Former schools chief Tim Byles has insisted three contractors backing his new company will not hoover up all the work.
Mr Byles, who departed Partnerships for Schools in 2011 to establish Cornerstone, said that despite the backing of Willmott Dixon, Bouygues and Morgan Sindall who have bought preference shares, local contractors would win work in his new venture.
He said that contractors would be chosen based on their suitability for the role, but admitted that the three contractors are kept informed of Cornerstone’s pipeline.
Cornerstone signed its first deal with Plymouth City Council last week to build up to 66 family homes and 20 flats to code for sustainable homes level 6, subject to planning permission.
The company is in talks with more than 20 local authority as it works with financial backers to acquire surplus property and convert it, with the majority of interest currently in mixed-use developments.
Mr Byles said: “We will look at each project on its merits. We will be wanting to make sure that the right partner is engaged in each of our developments and smaller and local construction firms will have good experience at delivering Code 6 houses so we will take that into account before making any decision.
“All our investors are familiar with our developments so they are aware of what’s coming forward.”
Cornerstone’s first deal
Cornerstone agreed to enter a deal with Plymouth City Council to deliver a zero-carbon village in Bickleigh Down, North Devon.

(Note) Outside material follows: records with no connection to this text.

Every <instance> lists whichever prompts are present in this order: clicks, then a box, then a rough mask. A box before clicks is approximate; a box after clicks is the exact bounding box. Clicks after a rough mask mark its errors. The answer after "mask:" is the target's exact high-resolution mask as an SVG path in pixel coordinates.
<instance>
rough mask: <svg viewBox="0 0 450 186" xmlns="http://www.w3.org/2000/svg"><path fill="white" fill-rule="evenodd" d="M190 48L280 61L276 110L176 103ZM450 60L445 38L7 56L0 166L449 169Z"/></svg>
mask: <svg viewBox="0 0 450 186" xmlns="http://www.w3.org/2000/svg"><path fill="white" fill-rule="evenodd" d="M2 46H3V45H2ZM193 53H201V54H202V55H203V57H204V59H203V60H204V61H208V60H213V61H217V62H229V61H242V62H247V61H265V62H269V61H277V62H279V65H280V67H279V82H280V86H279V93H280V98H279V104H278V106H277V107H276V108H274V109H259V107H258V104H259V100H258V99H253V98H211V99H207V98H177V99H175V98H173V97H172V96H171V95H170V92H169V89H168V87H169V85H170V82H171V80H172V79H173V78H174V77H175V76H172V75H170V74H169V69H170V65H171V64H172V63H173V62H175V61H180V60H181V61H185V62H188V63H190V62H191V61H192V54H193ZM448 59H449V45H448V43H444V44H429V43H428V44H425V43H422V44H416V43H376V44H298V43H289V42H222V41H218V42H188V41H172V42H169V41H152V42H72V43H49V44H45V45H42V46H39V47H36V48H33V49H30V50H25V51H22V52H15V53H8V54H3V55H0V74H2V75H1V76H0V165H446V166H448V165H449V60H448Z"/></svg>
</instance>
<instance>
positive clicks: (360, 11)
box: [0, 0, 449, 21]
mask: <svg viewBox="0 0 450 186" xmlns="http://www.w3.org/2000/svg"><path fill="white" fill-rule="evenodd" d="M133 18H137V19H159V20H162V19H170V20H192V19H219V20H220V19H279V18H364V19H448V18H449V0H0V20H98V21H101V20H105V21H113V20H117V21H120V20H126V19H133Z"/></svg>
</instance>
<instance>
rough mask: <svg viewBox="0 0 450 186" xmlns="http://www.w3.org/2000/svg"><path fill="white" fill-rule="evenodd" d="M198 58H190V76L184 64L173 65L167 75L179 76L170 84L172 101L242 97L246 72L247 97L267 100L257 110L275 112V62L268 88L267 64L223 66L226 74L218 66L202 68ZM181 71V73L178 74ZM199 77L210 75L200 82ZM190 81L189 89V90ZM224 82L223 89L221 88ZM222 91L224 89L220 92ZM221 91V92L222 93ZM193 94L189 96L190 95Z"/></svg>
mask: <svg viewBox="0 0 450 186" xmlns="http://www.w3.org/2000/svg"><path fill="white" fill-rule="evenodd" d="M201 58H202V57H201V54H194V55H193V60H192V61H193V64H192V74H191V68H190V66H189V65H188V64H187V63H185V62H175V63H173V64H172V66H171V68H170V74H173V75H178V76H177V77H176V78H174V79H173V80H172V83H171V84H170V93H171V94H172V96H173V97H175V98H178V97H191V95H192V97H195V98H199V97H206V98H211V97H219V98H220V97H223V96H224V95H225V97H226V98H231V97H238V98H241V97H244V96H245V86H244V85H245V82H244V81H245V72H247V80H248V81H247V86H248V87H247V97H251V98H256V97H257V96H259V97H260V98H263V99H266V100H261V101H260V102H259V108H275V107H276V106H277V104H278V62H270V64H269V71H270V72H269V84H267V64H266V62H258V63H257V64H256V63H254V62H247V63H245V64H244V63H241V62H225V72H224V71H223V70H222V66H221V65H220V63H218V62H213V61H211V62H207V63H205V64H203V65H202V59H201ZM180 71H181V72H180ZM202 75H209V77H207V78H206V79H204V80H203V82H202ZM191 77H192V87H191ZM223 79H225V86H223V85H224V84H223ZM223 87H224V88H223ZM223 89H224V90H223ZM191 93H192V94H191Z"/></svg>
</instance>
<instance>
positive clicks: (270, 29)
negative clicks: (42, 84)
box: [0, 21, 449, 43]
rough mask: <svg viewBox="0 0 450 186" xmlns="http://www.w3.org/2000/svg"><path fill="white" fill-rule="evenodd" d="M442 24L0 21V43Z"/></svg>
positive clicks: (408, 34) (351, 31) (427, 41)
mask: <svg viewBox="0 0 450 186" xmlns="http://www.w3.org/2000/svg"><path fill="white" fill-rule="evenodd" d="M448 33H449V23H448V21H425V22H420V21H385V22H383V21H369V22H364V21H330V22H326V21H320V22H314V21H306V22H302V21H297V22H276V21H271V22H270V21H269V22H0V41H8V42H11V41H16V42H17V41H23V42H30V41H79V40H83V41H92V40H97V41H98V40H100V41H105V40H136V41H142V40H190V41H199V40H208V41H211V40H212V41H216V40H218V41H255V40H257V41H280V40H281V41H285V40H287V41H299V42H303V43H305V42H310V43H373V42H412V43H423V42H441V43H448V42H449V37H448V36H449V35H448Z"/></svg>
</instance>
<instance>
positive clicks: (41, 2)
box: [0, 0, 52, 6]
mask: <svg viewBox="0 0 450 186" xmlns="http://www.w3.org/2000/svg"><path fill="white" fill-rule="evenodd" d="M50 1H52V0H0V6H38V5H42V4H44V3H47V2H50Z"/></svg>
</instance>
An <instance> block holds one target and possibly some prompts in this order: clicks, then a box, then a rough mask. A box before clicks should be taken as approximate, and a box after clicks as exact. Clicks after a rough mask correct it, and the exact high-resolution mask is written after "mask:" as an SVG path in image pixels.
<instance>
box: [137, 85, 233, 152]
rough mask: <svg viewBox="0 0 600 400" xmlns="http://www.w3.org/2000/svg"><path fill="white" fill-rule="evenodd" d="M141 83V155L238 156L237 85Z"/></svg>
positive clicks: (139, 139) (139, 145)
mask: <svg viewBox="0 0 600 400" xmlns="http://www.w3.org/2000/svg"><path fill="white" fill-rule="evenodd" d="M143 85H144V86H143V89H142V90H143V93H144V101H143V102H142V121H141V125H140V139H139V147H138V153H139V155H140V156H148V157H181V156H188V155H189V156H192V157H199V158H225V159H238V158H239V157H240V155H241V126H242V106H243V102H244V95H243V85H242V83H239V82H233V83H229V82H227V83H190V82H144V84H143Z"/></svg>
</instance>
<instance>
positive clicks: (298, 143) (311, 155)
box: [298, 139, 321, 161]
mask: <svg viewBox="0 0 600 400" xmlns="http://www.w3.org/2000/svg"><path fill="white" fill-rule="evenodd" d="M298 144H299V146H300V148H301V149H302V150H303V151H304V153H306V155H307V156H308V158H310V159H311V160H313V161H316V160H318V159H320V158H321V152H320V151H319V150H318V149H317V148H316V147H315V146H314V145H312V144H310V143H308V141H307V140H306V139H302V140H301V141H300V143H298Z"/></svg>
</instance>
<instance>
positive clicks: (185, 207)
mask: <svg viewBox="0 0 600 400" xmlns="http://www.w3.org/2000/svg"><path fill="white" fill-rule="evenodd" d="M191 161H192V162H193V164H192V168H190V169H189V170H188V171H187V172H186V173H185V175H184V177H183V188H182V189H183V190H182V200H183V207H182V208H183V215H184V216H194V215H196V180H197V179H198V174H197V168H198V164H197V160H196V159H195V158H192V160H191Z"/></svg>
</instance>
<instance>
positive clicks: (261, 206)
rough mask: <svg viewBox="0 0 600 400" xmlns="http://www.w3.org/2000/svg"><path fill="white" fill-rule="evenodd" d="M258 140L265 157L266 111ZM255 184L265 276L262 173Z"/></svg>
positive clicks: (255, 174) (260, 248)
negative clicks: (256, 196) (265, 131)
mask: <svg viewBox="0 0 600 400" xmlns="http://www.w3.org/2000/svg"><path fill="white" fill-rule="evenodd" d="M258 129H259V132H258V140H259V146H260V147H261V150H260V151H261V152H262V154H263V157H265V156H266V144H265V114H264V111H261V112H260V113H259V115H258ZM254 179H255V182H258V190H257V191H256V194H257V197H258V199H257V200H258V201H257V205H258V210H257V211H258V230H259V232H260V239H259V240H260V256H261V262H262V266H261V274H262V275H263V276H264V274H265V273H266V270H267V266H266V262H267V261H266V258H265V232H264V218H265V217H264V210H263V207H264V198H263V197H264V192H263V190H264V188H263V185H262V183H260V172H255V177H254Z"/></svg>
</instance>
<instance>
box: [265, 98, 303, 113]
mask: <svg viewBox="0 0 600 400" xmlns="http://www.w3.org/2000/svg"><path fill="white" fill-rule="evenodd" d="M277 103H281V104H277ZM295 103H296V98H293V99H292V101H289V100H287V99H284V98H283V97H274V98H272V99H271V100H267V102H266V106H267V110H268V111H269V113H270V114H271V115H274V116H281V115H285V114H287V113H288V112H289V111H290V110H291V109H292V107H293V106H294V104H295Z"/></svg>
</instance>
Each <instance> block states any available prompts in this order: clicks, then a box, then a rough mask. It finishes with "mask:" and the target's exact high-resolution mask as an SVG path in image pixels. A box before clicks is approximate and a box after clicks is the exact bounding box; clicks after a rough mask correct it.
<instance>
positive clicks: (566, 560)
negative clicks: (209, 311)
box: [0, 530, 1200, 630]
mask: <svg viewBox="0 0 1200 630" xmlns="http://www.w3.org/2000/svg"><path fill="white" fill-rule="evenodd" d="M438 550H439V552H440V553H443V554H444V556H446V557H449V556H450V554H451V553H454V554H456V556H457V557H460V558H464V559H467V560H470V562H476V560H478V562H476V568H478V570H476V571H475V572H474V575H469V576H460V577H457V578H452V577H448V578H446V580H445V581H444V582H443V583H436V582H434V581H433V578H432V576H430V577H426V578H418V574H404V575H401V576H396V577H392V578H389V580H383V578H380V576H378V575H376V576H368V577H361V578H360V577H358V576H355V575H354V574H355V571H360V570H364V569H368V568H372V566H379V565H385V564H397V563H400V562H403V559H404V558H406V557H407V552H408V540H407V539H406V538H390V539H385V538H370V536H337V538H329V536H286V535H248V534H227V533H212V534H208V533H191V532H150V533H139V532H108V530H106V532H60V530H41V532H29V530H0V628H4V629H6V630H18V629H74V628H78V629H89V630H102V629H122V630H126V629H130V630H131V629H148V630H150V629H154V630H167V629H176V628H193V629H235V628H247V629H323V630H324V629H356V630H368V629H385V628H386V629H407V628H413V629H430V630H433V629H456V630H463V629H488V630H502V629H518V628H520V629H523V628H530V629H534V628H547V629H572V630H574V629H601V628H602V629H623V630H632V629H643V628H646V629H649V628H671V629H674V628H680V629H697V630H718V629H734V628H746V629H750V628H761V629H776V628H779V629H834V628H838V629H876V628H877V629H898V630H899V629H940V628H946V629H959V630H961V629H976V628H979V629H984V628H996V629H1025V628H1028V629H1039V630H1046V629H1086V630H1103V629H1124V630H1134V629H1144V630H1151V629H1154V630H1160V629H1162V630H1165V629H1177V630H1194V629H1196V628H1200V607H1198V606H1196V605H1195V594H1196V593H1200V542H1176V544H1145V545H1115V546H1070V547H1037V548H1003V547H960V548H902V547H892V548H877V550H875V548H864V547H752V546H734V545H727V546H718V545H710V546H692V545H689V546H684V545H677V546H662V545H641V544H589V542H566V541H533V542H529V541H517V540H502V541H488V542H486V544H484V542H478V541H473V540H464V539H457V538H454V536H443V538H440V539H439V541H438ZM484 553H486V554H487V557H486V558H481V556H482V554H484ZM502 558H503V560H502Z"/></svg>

The agreement will be between CornerstoneZED - a joint venture between Byles’ Cornerstone and ZEDprojects, the enabling arm of architect Bill Dunster – and the council.
Plymouth City Council anticipates signing the Option Agreement over the coming months. CornerstoneZED will then submit a formal planning application. Should this be approved, the development is scheduled to begin later this year.
Mr Byles told CN in November that he hoped to have the first deal signed before Christmas last year, however this didn’t materialise.
He said this is down to greater interest than he had first thought, and said he still plans to make Cornerstone an international venture within five years.
“Some of our earlier discussions had got a lot larger than I expected. I thought we would conclude discussions around small to medium sized projects quite quickly but what’s happened is that the scale of the opportunity has become clear”, he said.
“We are seeing much larger scale schemes coming forward than I appreciated and that’s why our first deal is later than I thought but our pipeline is much bigger.
“For example we have been talking to an authority about a 100-bed home for the elderly and are now talking to them about providing a 400-bed home and larger deals do take longer to put together.”
The company is in talks over further deals in the South-west, and Mr Byles said he expected to announce further deals within months.